Sunday, March 20, 2005

heloo public,

today is such a lovely day. finally after like one whole week of only having less than 6hours of sleep in a day, now i get to sleep longer. i got 12hours of sleep. it feels nice to wake up in the morning listening to gold 90.5fm and rolling around in bed and especially with the vanilla scented candle burning, its smells really nice and it makes me feel so happy.

i look back on life and although its been one hell of a tough week, i made it through. and i feel good and happy bout it. my life hasnt been really great lately. but i've learnt that i cant please everyone and that the only one that i should please is myself. to me hapiness matters most in life. i dont like to be sad or unhappy. i read in a book which says, surround yourself with positive vibes and u will be positive. positive vibes here means things that makes u happy and ppl who make u happy. well, i'm gonna do jus that.
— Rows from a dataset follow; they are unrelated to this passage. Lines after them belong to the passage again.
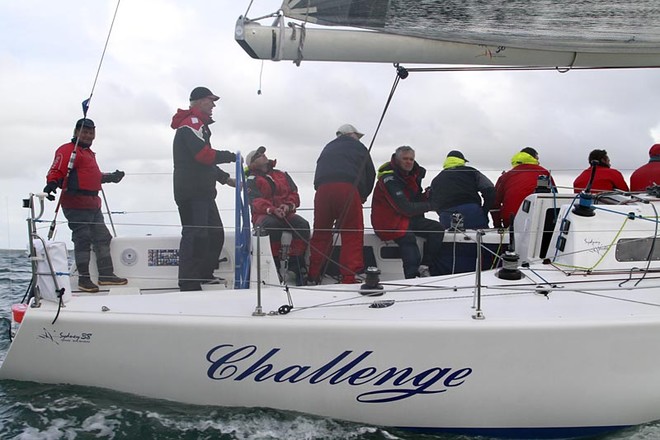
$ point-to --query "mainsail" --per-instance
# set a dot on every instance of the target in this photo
(544, 33)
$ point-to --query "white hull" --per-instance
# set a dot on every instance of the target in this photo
(570, 361)
(559, 352)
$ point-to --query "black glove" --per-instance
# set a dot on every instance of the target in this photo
(50, 189)
(114, 177)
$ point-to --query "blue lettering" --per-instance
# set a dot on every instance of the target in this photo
(227, 371)
(403, 382)
(265, 369)
(336, 377)
(297, 370)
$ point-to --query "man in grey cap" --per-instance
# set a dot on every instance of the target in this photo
(456, 190)
(195, 175)
(343, 180)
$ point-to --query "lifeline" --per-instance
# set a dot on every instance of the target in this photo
(242, 363)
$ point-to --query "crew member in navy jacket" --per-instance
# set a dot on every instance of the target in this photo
(343, 180)
(82, 205)
(195, 176)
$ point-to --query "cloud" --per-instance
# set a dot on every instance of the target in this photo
(160, 50)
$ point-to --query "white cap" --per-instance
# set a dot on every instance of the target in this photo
(348, 128)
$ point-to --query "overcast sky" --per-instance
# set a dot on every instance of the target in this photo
(160, 49)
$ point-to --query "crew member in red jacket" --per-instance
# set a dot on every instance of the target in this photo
(606, 178)
(81, 204)
(513, 186)
(397, 213)
(274, 199)
(648, 174)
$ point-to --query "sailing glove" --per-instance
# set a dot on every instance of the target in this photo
(114, 177)
(50, 189)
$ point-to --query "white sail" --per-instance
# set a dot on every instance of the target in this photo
(544, 33)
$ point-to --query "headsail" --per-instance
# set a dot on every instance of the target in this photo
(562, 33)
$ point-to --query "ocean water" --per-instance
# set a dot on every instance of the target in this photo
(41, 411)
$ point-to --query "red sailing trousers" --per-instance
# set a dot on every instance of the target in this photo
(338, 202)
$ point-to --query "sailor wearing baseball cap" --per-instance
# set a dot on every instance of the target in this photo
(343, 180)
(195, 176)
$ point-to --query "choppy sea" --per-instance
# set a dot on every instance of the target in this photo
(41, 411)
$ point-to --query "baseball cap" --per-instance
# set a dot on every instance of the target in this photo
(348, 128)
(253, 154)
(458, 154)
(202, 92)
(85, 122)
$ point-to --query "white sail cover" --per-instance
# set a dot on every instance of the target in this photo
(567, 25)
(491, 33)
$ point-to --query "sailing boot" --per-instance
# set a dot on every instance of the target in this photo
(86, 285)
(299, 268)
(112, 280)
(84, 282)
(107, 275)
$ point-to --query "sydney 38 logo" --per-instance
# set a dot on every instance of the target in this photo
(376, 384)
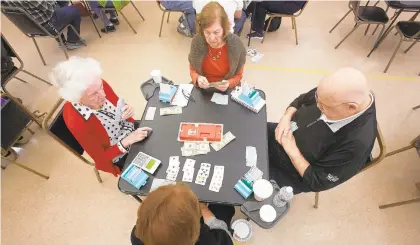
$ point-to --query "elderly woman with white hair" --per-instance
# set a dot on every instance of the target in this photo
(90, 111)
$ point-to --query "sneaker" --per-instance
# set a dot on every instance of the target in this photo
(108, 29)
(114, 21)
(255, 35)
(76, 45)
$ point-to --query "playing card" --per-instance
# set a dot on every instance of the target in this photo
(150, 114)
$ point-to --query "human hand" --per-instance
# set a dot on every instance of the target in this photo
(222, 86)
(136, 136)
(128, 111)
(288, 142)
(282, 127)
(202, 82)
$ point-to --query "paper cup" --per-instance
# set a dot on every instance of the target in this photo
(156, 76)
(268, 213)
(262, 189)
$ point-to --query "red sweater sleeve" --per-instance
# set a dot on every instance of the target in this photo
(236, 79)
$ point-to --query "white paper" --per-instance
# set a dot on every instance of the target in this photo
(150, 114)
(180, 99)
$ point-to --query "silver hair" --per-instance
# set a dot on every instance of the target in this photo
(72, 77)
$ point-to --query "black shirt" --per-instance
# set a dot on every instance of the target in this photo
(333, 157)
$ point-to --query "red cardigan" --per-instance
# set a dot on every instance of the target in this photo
(92, 136)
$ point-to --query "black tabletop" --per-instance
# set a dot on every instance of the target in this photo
(249, 128)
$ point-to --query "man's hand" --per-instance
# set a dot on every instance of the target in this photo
(128, 111)
(282, 127)
(223, 86)
(202, 82)
(136, 136)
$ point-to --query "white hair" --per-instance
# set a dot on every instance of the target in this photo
(72, 77)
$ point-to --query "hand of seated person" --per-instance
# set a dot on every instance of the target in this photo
(202, 82)
(136, 136)
(282, 127)
(128, 111)
(223, 86)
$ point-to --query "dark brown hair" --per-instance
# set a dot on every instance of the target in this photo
(169, 215)
(211, 13)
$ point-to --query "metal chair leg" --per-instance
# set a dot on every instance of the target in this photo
(393, 55)
(98, 177)
(295, 27)
(39, 51)
(136, 10)
(354, 28)
(316, 199)
(128, 22)
(410, 46)
(367, 29)
(340, 21)
(161, 23)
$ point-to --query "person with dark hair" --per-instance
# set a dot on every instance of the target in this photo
(278, 7)
(53, 18)
(216, 54)
(173, 215)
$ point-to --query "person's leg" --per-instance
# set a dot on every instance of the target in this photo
(65, 16)
(223, 212)
(239, 23)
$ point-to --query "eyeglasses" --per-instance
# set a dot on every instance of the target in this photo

i'm looking forward to kbox on good friday. yippie. next week i got a project submission, a law role play and a quantitative analysis lab test. after that i'm gonna have a one week study break week. and then exams. after exams, i have my attachment. i've been posted to work at golden village but donno where yet, i hope i get somewhere near. i'm gonna get $600. yay. the first thing i'm gonna do with the money is buy smthing for my mum and dad. then i'm gonna splurge it on an mp3 player and the emporio armani watch i've been eyeing. haha. $$$$. anyways. all the way i'm gonna be busy. chiong ar!!!!

to emo matters. i've gotten over lemonmint and papaya. love is being with that someone and feeling so at ease and blissful. i dont feel that when i'm around either one of them. love is being able to share everything and they share everything with you and being there for each other. neither has happen. i don feel there will be either. it sucks la. but as my favourite thing to say, shit happens, live with it and move on. this things will jus be memories in life.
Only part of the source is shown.